Using Haskell Parsec to parse a regular expression in one pass

Question

Initial explanation

I am trying to do some testing with a custom regular expression engine but I got tired of writing the NFAs out by hand so I tried to make a parser with little success. Usually when people parse a regex, they create multiple intermediate structures that are eventually converted into the final machine. For my simple NFA definition, I believe the parsing could actually be done in one pass, though I have not yet determined either (a) why it actually can't or (b) how to do it, though my parser can parse very simple statements.

The (simplified) state entities are defined like so [1]:

type Tag = Int

data State a =
    Literal Tag a (State a)
  | Split (State a) (State a)
  | OpenGroup Tag (State a)
  | CloseGroup Tag (State a)
  | Accept                     -- end of expression like "abc"
  | Final                      -- end of expression like "abc$"

The tags are to allow a Show and Eq instance even though the final NFA can contain cycles.

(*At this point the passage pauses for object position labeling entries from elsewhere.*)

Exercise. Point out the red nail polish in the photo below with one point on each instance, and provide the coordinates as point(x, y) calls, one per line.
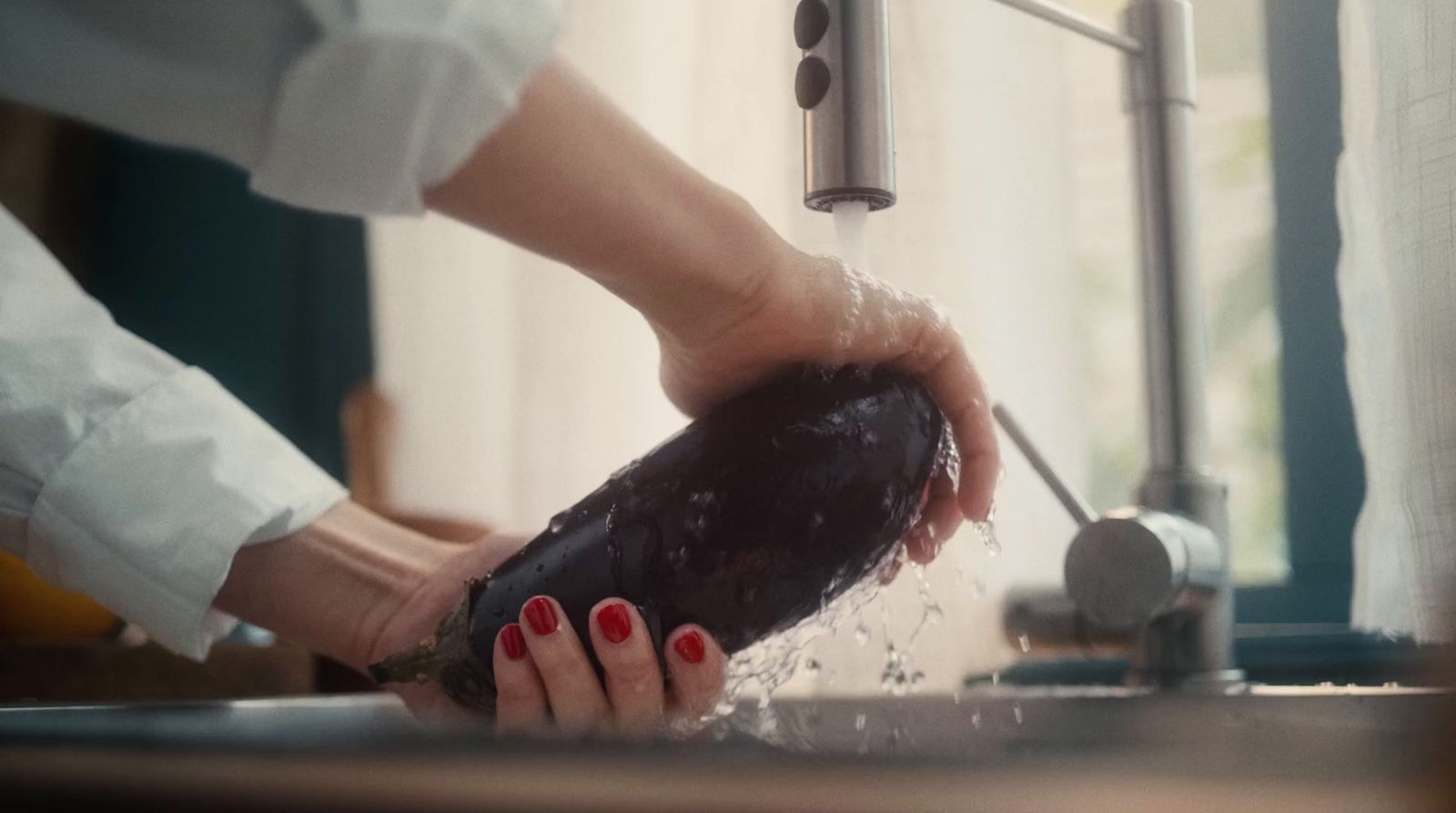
point(615, 623)
point(513, 641)
point(691, 647)
point(541, 615)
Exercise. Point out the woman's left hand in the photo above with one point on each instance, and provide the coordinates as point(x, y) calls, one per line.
point(545, 682)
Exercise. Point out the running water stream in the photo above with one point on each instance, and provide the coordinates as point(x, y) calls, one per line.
point(769, 665)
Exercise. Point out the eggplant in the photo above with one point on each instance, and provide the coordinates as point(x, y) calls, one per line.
point(744, 522)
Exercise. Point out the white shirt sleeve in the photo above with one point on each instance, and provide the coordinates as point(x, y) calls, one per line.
point(124, 473)
point(341, 106)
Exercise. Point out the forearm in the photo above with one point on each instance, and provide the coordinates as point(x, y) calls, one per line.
point(572, 178)
point(334, 584)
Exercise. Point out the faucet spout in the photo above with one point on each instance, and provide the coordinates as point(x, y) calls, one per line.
point(844, 86)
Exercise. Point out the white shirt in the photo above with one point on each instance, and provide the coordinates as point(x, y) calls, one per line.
point(123, 473)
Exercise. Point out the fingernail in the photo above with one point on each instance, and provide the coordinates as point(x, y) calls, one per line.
point(541, 615)
point(691, 645)
point(513, 641)
point(615, 623)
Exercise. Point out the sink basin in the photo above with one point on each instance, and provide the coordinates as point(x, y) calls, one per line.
point(996, 749)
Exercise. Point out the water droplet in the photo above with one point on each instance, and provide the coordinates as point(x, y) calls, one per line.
point(987, 532)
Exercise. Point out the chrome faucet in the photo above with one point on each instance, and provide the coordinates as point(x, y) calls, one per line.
point(1152, 577)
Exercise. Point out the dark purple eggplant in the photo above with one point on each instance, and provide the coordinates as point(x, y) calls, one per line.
point(746, 522)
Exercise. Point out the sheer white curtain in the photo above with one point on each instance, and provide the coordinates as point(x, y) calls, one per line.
point(1397, 194)
point(521, 386)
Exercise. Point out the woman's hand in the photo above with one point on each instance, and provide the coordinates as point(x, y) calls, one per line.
point(819, 310)
point(545, 681)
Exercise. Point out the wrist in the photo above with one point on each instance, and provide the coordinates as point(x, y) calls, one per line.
point(739, 269)
point(335, 584)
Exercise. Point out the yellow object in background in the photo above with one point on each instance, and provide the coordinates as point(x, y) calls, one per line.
point(34, 608)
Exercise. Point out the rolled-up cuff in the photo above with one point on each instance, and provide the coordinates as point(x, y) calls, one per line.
point(147, 512)
point(373, 114)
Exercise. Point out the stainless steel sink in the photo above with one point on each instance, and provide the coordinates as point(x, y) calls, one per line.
point(1014, 749)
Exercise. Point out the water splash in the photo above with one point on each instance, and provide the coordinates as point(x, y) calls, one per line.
point(849, 230)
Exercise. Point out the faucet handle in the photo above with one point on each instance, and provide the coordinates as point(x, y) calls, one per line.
point(1070, 500)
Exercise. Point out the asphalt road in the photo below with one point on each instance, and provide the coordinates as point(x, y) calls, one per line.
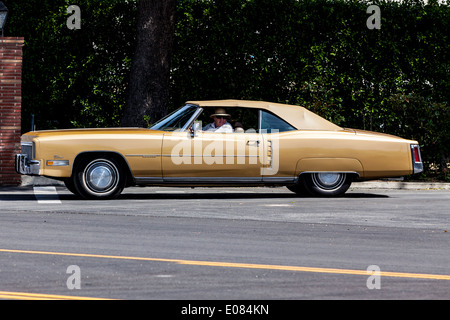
point(224, 243)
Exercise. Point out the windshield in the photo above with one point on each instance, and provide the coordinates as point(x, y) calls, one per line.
point(177, 120)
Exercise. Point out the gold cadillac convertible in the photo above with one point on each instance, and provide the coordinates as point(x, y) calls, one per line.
point(219, 143)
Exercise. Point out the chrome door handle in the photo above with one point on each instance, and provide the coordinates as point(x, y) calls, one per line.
point(253, 143)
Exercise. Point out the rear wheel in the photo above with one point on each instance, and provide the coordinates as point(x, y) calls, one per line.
point(327, 184)
point(101, 178)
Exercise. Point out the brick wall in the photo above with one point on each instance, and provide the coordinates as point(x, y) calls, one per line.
point(10, 107)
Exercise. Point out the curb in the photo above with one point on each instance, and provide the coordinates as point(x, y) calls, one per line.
point(400, 185)
point(376, 184)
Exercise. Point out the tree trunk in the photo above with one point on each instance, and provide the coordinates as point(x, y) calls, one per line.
point(148, 89)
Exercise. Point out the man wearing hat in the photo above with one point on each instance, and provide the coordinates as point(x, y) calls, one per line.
point(220, 123)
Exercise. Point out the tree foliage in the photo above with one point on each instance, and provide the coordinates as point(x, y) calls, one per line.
point(315, 53)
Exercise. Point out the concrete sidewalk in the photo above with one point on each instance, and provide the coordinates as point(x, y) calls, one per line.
point(376, 184)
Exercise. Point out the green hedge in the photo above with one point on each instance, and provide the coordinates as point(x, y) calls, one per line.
point(315, 53)
point(321, 55)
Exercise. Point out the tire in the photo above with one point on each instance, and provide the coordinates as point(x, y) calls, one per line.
point(327, 184)
point(100, 178)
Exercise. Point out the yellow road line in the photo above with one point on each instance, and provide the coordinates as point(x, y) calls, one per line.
point(244, 265)
point(40, 296)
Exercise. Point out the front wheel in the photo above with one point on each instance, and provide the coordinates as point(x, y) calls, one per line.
point(327, 184)
point(101, 178)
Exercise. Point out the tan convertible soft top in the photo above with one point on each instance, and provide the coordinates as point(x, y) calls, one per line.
point(297, 116)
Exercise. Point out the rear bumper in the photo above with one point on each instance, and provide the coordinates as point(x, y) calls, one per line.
point(26, 166)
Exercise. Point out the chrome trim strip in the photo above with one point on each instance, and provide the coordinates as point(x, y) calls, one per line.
point(215, 180)
point(142, 155)
point(353, 172)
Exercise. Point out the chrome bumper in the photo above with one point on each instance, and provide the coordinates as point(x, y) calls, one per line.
point(26, 166)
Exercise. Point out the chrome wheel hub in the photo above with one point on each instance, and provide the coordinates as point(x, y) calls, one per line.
point(328, 180)
point(101, 176)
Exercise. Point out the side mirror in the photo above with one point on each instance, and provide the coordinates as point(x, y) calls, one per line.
point(196, 126)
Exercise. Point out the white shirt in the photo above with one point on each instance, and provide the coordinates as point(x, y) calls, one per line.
point(212, 128)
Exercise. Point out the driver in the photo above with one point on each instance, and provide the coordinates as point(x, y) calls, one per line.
point(220, 123)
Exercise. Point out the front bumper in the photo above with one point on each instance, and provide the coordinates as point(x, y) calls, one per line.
point(26, 166)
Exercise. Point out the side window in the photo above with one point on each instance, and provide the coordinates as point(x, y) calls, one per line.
point(271, 122)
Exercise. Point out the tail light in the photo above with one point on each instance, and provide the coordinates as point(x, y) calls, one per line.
point(416, 159)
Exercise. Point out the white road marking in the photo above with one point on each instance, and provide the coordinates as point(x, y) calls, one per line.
point(46, 195)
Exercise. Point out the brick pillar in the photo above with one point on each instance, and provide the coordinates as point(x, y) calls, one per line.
point(10, 107)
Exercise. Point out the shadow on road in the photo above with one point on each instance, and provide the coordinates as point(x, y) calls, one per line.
point(27, 195)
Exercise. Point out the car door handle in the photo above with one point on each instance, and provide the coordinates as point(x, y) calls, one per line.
point(254, 143)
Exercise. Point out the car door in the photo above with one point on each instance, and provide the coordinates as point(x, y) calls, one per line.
point(211, 157)
point(278, 145)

For example, to model the expression

-- "^a+(b*)c$"

I can use [2]

c = Literal 3 'c' $ Final 1
b = OpenGroup 1 $ Literal 2 'b' bs
bs = Split b $ CloseGroup 1 c
expr = Literal 1 'a' $ Split expr bs

I made a functioning stack machine-based parser for this grammar (sans the group tags) by porting a C implementation of the Thompson NFA implementation to Haskell but this requires two passes [3] to build and would require a third to end up in the structure described above.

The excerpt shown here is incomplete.